I didn't get to play piano as much as I'd hoped to last night, but that's not neccessarily a bad thing. I try to keep Friday evenings clear of engagements but generally something crops up, so last night I ended up going out, launching myself into the night all full of promise and blind faith. It was a very interesting evening and I was alseep by midnight (even better).

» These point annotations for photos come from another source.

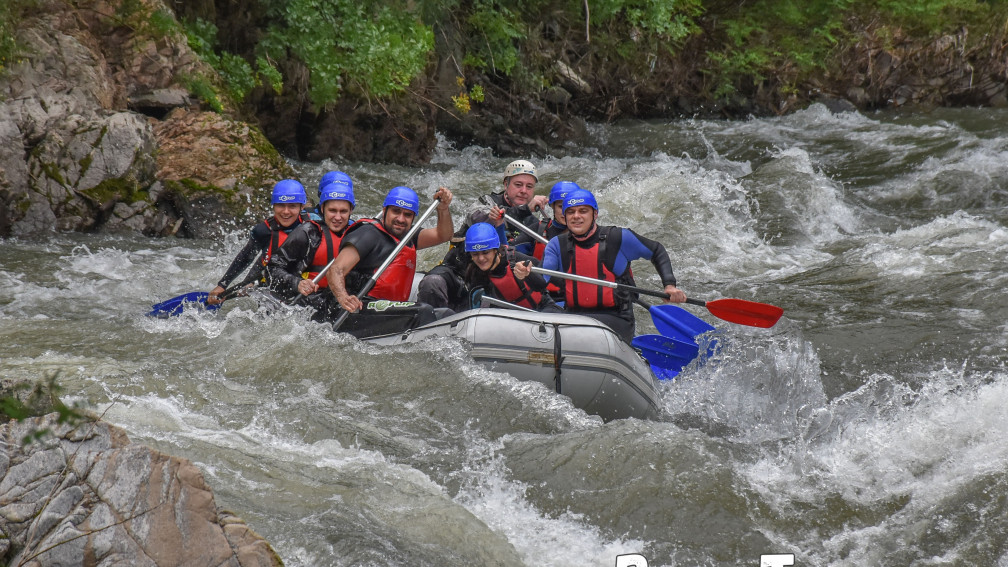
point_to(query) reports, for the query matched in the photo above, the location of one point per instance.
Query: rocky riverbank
(104, 124)
(98, 132)
(79, 492)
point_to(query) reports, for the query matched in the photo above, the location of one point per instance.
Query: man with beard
(366, 246)
(444, 286)
(604, 252)
(309, 248)
(288, 198)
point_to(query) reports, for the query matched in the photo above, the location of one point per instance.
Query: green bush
(12, 13)
(374, 47)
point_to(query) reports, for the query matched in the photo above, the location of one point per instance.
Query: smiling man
(288, 198)
(444, 286)
(309, 248)
(604, 252)
(365, 248)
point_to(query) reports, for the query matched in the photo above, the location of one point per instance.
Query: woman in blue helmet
(288, 199)
(604, 252)
(546, 228)
(503, 272)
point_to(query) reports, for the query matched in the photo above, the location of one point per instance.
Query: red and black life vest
(328, 248)
(278, 234)
(513, 290)
(396, 281)
(596, 260)
(540, 250)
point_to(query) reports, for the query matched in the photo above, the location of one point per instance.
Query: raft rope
(557, 355)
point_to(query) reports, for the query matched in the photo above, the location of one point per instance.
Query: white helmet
(519, 166)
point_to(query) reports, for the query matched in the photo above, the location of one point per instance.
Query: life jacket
(513, 290)
(328, 248)
(278, 234)
(540, 250)
(396, 281)
(593, 261)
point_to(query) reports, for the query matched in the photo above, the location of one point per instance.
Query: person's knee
(432, 290)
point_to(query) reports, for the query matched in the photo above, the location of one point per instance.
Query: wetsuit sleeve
(247, 255)
(288, 261)
(535, 281)
(551, 257)
(523, 242)
(635, 246)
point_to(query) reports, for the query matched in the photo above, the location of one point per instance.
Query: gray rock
(86, 495)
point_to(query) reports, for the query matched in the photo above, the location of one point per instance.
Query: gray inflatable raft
(575, 355)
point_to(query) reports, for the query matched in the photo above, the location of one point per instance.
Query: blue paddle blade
(174, 306)
(675, 322)
(666, 355)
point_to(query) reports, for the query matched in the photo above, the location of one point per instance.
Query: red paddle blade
(745, 313)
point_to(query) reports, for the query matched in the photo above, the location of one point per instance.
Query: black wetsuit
(444, 286)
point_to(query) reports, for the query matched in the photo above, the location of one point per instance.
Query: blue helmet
(402, 197)
(337, 191)
(335, 177)
(289, 191)
(560, 189)
(482, 236)
(580, 197)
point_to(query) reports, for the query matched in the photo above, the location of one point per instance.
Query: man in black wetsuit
(444, 286)
(288, 198)
(367, 244)
(309, 248)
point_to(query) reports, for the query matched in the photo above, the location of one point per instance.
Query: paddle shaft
(604, 284)
(515, 223)
(315, 279)
(741, 312)
(388, 260)
(525, 229)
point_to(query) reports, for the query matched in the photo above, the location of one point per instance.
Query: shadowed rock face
(86, 495)
(97, 133)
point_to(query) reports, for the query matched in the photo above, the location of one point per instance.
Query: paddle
(297, 299)
(174, 306)
(665, 354)
(741, 312)
(388, 261)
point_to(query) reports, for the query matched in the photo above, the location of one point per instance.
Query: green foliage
(238, 76)
(496, 31)
(375, 46)
(26, 401)
(797, 37)
(670, 20)
(11, 14)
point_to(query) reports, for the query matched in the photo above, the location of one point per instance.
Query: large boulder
(84, 143)
(85, 495)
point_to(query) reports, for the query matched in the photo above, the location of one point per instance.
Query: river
(866, 428)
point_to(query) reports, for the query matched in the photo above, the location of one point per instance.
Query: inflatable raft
(574, 355)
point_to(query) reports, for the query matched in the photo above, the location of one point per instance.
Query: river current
(866, 428)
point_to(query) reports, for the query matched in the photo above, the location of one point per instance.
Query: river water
(866, 428)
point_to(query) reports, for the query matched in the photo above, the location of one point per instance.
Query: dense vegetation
(373, 48)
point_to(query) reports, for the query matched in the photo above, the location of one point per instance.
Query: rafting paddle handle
(315, 279)
(525, 229)
(515, 223)
(388, 261)
(741, 312)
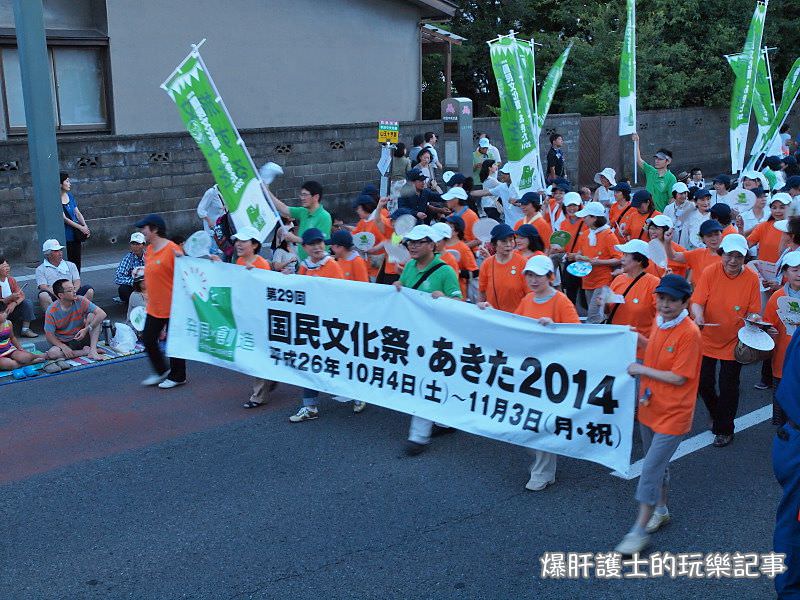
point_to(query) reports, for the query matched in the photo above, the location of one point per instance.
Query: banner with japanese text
(558, 388)
(207, 119)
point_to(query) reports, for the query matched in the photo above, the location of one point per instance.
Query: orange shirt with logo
(558, 308)
(159, 268)
(603, 250)
(670, 409)
(726, 301)
(503, 284)
(639, 308)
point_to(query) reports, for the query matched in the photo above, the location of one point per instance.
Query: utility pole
(39, 119)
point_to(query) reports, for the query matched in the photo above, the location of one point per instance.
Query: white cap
(791, 259)
(420, 232)
(248, 232)
(592, 209)
(609, 174)
(781, 197)
(455, 193)
(632, 246)
(782, 225)
(539, 264)
(734, 242)
(443, 230)
(661, 221)
(51, 245)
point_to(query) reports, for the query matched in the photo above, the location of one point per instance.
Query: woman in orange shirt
(669, 382)
(596, 245)
(791, 271)
(725, 294)
(159, 269)
(547, 305)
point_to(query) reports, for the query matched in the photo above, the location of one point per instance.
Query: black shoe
(414, 448)
(720, 441)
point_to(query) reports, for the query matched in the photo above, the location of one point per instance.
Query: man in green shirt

This morning, after I'd read the papers and had breakfast, I went to a spin class at the gym. (Or maybe it was RPM.. is there a difference?) Until I did one of these classes I thought it was a complete waste of time. My reasoning was that you could, if you wanted to, do it yourself. You could just get on a stationary bike whenever you liked and you could just pedal away like mad and if you knew what you were doing - which i didn't, but that doesn't affect the logic - you'd have the same result but you wouldn't be tied to an arbitrary class schedule, or have to fight with the lyrca princesses for a bike.

But I was so wrong. The critical ingredient is something very old-fashioned and sadly underrated: shame. I don't know if this happens to the others in the class, but whenever I do this I reach a point within about the first 10 minutes where if I wasn't in a group setting I'd just get off the bike and go lie down. But I can't. There's the instructor, for a start, and then there's the 20 or 30 other people in the class, and the walk to the door would be a March of Shame, especially when you factor in (as I have to) the extra embarassment of somehow extricating myself from the bike in a way that's not completely graceless.

So I'm stuck there, and I just have to grin and bear it. I clockwatch, I let my mind wander (and I have some of my best thoughts when I'm under this sort of stress, trying desperately for a distraction. I use the word 'best' very cautiously here), I check out other people in the class.

Today we had a charming New Zealand woman with just about the strongest Kiwi accent I've ever heard. I know it's all very cliched but I do love an accent, and at one point she told us "bug strong ligs". An acquaintance of mine in London (one of the about two dozen people who forwarded me the sex-with-bike story) swears that one day he was watching a Kiwi soap opera (I'm guessing 'Shortland Street' but he can't recall) and he heard this line of dialogue:

It's dead, he's did!


My mate realised that when you run this backwards through the vowel shifts, you arrive at the message "it's Dad, he's dead".

Last note on accents. I have a particular thing for South African accents. And no, I'm not proud if it.

1 comment:

T said...

and I have a particular thing for South Afrikaaaaaaan accents and it aint good.